Nutrigenomic Study — nutrigenomic • Fast Unified Random Forests with randomForestSRC

Study the effects of five diet treatments on 21 liver lipids and 120 hepatic gene expression in wild-type and PPAR-alpha deficient mice. We use a multivariate mixed random forest analysis by regressing gene expression, diet and genotype (the x-variables) on lipid expressions (the multivariate y-responses).

References

Martin P.G. et al. (2007). Novel aspects of PPAR-alpha-mediated regulation of lipid and xenobiotic metabolism revealed through a nutrigenomic study. Hepatology, 45(3), 767--777.

Examples

# \donttest{
## ------------------------------------------------------------
## multivariate regression forests using Mahalanobis splitting
## lipids (all real values) used as the multivariate y
## ------------------------------------------------------------

## load the data
data(nutrigenomic, package = "randomForestSRC")

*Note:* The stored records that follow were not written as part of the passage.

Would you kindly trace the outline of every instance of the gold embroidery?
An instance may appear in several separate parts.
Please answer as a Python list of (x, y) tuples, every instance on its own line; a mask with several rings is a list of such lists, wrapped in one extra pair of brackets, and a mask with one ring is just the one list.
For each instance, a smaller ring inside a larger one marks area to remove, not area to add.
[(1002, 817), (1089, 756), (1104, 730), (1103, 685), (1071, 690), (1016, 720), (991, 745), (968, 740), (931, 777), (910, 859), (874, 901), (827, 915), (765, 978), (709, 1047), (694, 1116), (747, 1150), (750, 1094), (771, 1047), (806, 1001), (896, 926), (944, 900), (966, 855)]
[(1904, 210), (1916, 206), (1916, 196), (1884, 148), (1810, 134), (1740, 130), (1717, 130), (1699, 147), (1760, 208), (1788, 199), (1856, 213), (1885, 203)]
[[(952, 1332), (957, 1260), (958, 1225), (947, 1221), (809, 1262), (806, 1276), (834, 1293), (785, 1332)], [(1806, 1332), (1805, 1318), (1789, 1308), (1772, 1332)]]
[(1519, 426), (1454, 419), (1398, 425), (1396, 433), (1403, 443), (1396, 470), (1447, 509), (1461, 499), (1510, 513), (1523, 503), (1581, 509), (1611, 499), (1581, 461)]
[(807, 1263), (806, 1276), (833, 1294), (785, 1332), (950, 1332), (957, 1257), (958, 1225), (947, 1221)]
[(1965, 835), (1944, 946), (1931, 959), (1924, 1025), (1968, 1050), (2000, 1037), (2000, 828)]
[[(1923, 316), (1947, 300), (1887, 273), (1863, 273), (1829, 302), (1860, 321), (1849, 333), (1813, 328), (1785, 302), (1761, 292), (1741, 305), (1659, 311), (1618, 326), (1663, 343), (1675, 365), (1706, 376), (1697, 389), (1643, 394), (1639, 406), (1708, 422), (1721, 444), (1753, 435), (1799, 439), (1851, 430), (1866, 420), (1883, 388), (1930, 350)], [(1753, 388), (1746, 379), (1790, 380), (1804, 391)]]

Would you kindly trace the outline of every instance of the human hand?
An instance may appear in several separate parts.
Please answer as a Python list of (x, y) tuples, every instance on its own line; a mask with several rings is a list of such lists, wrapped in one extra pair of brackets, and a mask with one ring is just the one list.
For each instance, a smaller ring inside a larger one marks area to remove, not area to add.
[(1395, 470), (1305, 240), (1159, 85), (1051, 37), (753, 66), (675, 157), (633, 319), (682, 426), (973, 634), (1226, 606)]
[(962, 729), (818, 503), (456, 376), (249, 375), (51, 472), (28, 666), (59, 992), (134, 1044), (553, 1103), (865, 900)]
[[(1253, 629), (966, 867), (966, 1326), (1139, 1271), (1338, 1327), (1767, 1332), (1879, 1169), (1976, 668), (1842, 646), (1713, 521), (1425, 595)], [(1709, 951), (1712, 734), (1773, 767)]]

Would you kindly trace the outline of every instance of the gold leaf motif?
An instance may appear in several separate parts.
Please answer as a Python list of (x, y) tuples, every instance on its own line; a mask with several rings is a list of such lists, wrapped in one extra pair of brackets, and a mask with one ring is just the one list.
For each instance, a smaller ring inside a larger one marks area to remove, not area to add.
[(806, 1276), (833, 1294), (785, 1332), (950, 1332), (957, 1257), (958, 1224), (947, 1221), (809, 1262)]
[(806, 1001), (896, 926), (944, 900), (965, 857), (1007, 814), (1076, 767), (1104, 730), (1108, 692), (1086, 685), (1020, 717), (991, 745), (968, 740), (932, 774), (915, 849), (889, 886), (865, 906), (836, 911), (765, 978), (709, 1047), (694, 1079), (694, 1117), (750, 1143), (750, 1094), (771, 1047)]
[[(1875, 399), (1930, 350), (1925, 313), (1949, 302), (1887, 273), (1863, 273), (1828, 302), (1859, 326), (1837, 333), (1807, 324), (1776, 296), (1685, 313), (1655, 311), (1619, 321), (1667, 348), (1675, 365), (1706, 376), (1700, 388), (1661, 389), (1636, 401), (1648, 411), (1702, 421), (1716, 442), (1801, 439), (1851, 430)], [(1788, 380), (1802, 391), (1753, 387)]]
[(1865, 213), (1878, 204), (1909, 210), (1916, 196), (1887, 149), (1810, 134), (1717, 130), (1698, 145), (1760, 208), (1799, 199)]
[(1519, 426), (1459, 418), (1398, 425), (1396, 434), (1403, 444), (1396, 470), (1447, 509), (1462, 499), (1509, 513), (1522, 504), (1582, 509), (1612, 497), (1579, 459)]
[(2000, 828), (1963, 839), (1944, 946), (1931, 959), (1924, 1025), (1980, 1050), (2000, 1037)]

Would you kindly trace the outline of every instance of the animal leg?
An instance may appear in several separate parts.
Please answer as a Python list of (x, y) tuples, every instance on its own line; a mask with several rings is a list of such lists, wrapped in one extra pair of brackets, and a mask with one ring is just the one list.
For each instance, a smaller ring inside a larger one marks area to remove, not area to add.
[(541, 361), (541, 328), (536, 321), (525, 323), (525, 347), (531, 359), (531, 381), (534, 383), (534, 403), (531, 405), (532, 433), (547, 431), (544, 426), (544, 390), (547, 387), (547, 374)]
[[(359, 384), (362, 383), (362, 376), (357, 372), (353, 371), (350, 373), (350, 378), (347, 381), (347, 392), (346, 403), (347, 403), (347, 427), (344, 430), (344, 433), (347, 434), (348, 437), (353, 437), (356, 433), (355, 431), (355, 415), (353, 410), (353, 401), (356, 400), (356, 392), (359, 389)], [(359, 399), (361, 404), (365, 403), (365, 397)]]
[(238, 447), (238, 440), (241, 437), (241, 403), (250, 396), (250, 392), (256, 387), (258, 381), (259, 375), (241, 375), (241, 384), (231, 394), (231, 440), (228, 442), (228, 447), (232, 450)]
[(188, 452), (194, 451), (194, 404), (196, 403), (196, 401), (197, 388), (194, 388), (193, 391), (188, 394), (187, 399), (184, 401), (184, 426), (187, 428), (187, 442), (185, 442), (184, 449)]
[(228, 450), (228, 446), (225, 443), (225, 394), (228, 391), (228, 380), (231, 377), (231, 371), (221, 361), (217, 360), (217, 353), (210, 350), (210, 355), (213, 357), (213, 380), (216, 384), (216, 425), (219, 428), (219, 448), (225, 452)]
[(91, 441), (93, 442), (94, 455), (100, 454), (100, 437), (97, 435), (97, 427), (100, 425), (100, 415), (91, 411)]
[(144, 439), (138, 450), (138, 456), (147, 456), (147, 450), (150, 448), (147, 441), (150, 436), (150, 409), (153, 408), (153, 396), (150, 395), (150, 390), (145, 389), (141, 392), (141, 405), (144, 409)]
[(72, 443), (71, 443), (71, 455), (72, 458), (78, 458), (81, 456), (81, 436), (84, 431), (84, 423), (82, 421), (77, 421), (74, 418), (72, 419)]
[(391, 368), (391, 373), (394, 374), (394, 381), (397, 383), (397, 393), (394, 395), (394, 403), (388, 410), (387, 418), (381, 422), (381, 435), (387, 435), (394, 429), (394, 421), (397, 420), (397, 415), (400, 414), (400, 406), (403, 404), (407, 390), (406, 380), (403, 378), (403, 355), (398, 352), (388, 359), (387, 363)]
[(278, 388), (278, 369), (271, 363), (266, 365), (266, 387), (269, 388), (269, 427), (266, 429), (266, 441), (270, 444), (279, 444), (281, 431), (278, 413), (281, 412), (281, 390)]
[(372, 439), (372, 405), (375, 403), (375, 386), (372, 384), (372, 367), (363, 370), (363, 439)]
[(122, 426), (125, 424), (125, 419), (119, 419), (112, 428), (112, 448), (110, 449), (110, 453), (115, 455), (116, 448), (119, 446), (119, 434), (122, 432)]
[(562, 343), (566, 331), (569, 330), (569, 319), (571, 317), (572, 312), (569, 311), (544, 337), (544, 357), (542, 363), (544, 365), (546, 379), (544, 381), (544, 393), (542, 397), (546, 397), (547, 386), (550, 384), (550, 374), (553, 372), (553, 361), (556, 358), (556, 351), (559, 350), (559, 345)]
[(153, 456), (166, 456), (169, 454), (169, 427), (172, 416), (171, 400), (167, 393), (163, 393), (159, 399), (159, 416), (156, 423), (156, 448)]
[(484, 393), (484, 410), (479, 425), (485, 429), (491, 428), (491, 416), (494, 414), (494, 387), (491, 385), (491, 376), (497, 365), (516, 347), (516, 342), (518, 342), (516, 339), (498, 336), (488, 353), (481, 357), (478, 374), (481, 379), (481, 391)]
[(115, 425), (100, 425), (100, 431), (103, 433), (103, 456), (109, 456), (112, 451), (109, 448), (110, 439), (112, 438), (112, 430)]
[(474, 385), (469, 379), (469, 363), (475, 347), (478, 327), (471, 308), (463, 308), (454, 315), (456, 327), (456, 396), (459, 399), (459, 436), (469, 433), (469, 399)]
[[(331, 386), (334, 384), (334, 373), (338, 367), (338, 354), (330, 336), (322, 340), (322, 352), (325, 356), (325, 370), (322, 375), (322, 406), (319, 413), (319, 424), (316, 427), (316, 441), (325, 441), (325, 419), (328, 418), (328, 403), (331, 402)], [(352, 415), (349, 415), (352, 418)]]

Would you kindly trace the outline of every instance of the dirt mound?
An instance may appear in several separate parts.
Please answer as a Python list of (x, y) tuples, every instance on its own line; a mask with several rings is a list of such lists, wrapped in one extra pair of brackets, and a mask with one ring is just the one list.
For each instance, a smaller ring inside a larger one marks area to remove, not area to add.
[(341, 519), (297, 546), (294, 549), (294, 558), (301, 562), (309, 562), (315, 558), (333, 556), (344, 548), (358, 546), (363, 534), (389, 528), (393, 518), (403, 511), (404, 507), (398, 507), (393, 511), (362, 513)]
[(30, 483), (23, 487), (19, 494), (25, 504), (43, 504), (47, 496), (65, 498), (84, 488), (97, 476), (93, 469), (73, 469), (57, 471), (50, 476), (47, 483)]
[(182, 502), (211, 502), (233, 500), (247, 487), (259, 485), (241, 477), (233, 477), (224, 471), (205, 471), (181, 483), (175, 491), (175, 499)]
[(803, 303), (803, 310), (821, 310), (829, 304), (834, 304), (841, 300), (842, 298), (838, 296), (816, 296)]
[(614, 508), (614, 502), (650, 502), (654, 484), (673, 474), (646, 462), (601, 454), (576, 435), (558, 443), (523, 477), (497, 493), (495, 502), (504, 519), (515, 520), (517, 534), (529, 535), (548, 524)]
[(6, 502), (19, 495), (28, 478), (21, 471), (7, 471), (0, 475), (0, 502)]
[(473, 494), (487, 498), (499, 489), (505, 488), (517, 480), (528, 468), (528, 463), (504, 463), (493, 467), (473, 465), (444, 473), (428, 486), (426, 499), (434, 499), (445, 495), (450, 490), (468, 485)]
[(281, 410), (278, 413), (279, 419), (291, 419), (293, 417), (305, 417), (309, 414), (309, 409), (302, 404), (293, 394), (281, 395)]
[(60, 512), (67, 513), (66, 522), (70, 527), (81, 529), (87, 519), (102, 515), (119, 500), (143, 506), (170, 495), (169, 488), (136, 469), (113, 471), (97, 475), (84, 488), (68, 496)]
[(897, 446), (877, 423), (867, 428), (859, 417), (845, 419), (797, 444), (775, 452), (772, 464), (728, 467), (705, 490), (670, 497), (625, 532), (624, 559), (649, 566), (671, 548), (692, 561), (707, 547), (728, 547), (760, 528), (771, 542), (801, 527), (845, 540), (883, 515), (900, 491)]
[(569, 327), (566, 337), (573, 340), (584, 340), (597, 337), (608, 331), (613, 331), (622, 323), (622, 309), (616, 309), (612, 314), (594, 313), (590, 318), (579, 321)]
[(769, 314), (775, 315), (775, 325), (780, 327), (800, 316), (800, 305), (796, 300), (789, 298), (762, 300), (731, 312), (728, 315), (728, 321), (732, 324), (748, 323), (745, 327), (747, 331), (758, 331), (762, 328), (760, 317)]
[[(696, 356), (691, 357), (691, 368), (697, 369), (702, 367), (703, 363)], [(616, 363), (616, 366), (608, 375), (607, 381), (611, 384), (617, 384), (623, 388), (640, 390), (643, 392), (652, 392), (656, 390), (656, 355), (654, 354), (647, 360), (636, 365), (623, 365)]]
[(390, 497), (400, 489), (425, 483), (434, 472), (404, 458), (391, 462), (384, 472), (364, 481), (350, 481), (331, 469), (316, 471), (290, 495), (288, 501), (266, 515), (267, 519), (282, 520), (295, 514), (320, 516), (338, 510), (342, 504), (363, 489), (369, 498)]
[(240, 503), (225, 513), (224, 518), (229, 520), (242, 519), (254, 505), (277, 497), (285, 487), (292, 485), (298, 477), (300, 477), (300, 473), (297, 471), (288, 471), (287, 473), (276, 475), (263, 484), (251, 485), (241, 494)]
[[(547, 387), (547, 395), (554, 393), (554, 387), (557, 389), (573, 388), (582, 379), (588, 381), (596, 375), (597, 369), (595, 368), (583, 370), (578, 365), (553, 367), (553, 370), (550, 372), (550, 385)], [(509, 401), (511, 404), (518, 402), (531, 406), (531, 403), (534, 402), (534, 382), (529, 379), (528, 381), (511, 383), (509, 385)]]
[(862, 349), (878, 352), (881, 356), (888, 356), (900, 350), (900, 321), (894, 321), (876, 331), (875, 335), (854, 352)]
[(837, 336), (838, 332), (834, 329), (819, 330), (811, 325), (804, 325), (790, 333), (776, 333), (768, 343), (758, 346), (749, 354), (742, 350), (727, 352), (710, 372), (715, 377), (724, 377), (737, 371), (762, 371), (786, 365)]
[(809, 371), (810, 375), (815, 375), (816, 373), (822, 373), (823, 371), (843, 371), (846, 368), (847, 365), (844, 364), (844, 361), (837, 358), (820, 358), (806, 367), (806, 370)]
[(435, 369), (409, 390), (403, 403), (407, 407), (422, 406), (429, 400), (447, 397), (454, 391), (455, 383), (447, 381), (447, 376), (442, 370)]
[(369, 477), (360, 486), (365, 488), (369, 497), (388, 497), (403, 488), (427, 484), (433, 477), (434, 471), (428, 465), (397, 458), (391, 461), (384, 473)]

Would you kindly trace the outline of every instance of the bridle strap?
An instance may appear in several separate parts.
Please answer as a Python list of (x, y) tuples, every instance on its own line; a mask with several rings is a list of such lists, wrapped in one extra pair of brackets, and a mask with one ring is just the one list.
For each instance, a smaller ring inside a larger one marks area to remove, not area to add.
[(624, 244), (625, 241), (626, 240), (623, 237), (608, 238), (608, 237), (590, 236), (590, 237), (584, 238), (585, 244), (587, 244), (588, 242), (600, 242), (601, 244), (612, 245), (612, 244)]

## parse into y and x data
ydta <- nutrigenomic$lipids
xdta <- data.frame(nutrigenomic$genes,
                   diet = nutrigenomic$diet,
                   genotype = nutrigenomic$genotype)

## multivariate mixed forest call
obj <- rfsrc(get.mv.formula(colnames(ydta)),
             data.frame(ydta, xdta),
             importance=TRUE, nsplit = 10,
             splitrule = "mahalanobis")
print(obj)

## ------------------------------------------------------------
## plot the standarized performance and VIMP values
## ------------------------------------------------------------

## acquire the error rate for each of the 21-coordinates 
## standardize to allow for comparison across coordinates
serr <- get.mv.error(obj, standardize = TRUE)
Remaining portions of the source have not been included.